Mit Urteil vom 8. April 2022 hat das LG Frankfurt der Klage der Klägerin stattgegeben und den Betreiber sowohl zur Unterlassung der Veröffentlichung von inhaltsgleichen Posts auf Facebook, als auch zu einer Zahlung von insgesamt 10.000 EUR Geldentschädigung verurteilt. Bei seiner Entscheidung ließ sich das LG Frankfurt insbesondere von den folgenden Erwägungen leiten:

  1. Eine Pflicht zur eigenen Überprüfung auf kerngleiche Inhalte besteht bereits nach dem ersten Hinweis

    Das Gericht bejahte vorliegend die Verletzung der Persönlichkeitsrechte der Klägerin durch das Falschzitat. Zudem müsse ein Diensteanbieter grundsätzlich nicht ohne einen Hinweis alle auf seiner Plattform veröffentlichten Beiträge auf eine eventuelle Rechtsverletzung prüfen.
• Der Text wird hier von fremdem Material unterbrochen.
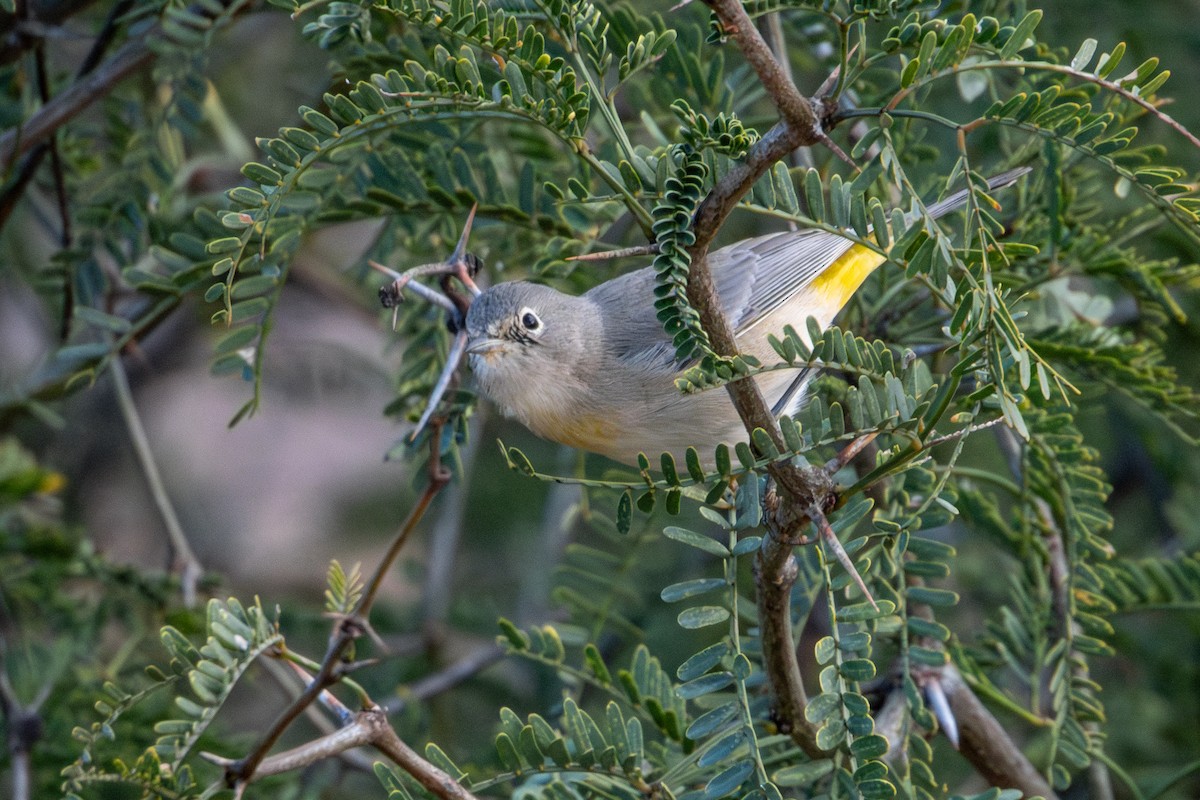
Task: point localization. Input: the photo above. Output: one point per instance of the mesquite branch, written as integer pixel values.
(804, 492)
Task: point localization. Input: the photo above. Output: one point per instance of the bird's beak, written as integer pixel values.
(485, 346)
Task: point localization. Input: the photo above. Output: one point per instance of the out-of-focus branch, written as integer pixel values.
(190, 567)
(33, 24)
(71, 102)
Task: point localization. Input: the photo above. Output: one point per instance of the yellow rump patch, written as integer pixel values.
(841, 278)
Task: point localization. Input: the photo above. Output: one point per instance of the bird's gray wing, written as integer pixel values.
(756, 276)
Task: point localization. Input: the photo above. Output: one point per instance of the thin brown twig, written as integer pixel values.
(190, 567)
(349, 627)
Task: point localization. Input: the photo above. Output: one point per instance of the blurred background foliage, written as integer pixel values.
(87, 579)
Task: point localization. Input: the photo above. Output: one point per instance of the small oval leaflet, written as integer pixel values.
(699, 541)
(702, 617)
(677, 591)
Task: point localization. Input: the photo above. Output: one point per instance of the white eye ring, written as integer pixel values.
(529, 320)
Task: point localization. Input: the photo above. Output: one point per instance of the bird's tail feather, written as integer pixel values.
(959, 198)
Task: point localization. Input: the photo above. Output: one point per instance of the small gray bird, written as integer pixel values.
(597, 371)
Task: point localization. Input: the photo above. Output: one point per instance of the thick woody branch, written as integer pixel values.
(801, 488)
(987, 745)
(370, 727)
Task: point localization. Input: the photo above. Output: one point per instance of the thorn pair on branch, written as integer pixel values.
(460, 265)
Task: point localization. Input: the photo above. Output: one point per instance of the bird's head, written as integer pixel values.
(526, 346)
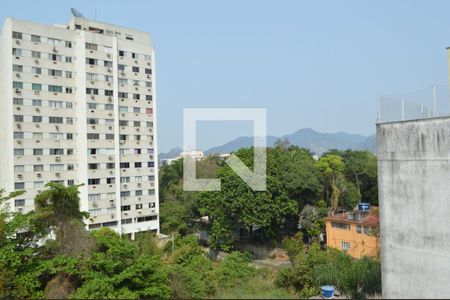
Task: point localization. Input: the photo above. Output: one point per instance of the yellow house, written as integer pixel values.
(355, 232)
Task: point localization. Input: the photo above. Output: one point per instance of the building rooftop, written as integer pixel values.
(370, 218)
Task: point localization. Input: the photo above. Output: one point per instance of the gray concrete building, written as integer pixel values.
(414, 197)
(78, 106)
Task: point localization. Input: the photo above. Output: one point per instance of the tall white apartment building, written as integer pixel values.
(77, 105)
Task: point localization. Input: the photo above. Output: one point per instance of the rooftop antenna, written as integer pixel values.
(76, 13)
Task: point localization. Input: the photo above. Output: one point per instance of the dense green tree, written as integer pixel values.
(332, 168)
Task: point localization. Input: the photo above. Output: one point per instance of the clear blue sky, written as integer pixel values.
(317, 64)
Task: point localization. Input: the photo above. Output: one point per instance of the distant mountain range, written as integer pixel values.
(315, 141)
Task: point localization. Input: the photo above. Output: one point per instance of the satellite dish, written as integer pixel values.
(76, 13)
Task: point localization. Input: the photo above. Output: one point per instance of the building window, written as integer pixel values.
(17, 35)
(345, 246)
(93, 181)
(37, 119)
(358, 229)
(19, 185)
(56, 151)
(147, 218)
(55, 120)
(91, 61)
(35, 54)
(91, 46)
(93, 136)
(36, 71)
(38, 168)
(340, 225)
(36, 87)
(19, 202)
(38, 152)
(17, 85)
(125, 194)
(52, 72)
(18, 135)
(17, 68)
(17, 101)
(17, 52)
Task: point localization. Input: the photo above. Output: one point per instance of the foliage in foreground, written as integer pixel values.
(313, 267)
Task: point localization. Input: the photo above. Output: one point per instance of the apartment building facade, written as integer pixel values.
(78, 106)
(355, 232)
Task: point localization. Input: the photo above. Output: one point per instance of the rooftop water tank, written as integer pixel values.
(363, 206)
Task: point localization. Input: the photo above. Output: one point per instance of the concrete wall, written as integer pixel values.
(414, 196)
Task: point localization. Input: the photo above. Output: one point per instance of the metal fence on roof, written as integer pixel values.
(430, 102)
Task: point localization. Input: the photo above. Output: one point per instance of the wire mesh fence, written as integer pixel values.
(430, 102)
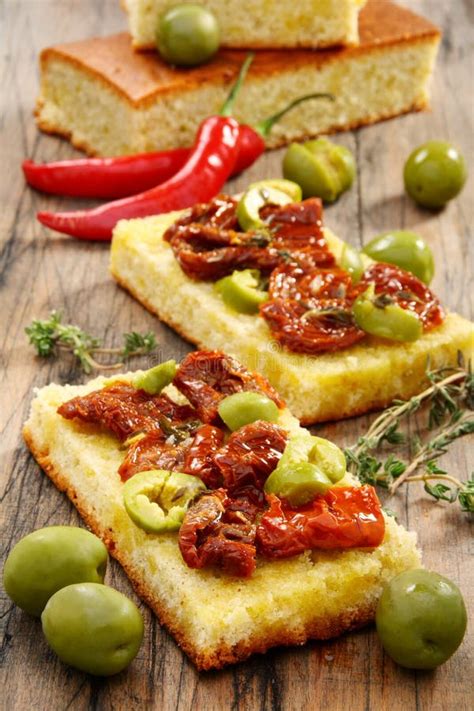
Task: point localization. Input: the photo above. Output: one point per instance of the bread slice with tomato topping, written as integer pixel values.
(328, 386)
(259, 25)
(215, 617)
Etwas Anderes gilt jedoch, so das LG Frankfurt, dann, wenn der Betreiber bereits konkret darauf hingewiesen worden ist, dass es sich bei dem angegriffenen Post um ein falsches Zitat handelt. In diesem Fall muss ein solcher Hinweis nicht für jeden weiteren Rechtsverstoß unter Angabe der URL wiederholt werden. „Denn für die Beklagte ist unschwer erkennbar, dass es sich bei Varianten mit kerngleichem Inhalt um Falschzitate handelt.“ So der Vorsitzende der Kammer in der Urteilsbegründung. Weiter stellte das Gericht fest, dass das deutsche Recht jedem Verpflichteten eines Unterlassungsanspruchs zumutet selbst festzustellen, ob in einer Abwandlung das Charakteristische der konkreten Verletzungsform zum Ausdruck kommt und damit kerngleich ist. Dies sei vorliegend der Fall.
     
  2. Die Lösch- und Überprüfungspflicht entfällt nur bei einer technischen oder wirtschaftlichen Unzumutbarkeit

    Die Kammer stellte darüber hinaus fest, dass der Betreiber nicht dargetan hat, dass es ihm technisch und wirtschaftlich nicht zumutbar ist, ohne konkrete Bezeichnung der URL identische oder ähnliche Beiträge zu erkennen und zwar auch, wenn die Beurteilung eines abgewandelten Textes in einem Eintrag eine menschliche Moderationsentscheidung notwendig wird.

Zusammenfassend bleibt festzustellen, dass das Urteil des LG Frankfurt von zentraler Bedeutung ist. Es verpflichtet zu Recht den Betreiber von Social-Media-Plattformen, welche über die dazu nötigen technischen Werkzeuge verfügen, bei Kenntnis von Rechtsverletzungen diese umfassend zu entfernen. Somit stellt es bereits jetzt ein wirksames Mittel zu Bekämpfung von viralen Rechtsverstößen da. Der Vollständigkeit halber bleibt jedoch zu erwähnen, dass das Urteil mit Stand des heutigen Datums noch nicht rechtskräftig ist. Ob hiergegen eine Berufung bei dem Oberlandesgericht Frankfurt eingereicht wird, bleibt abzuwarten.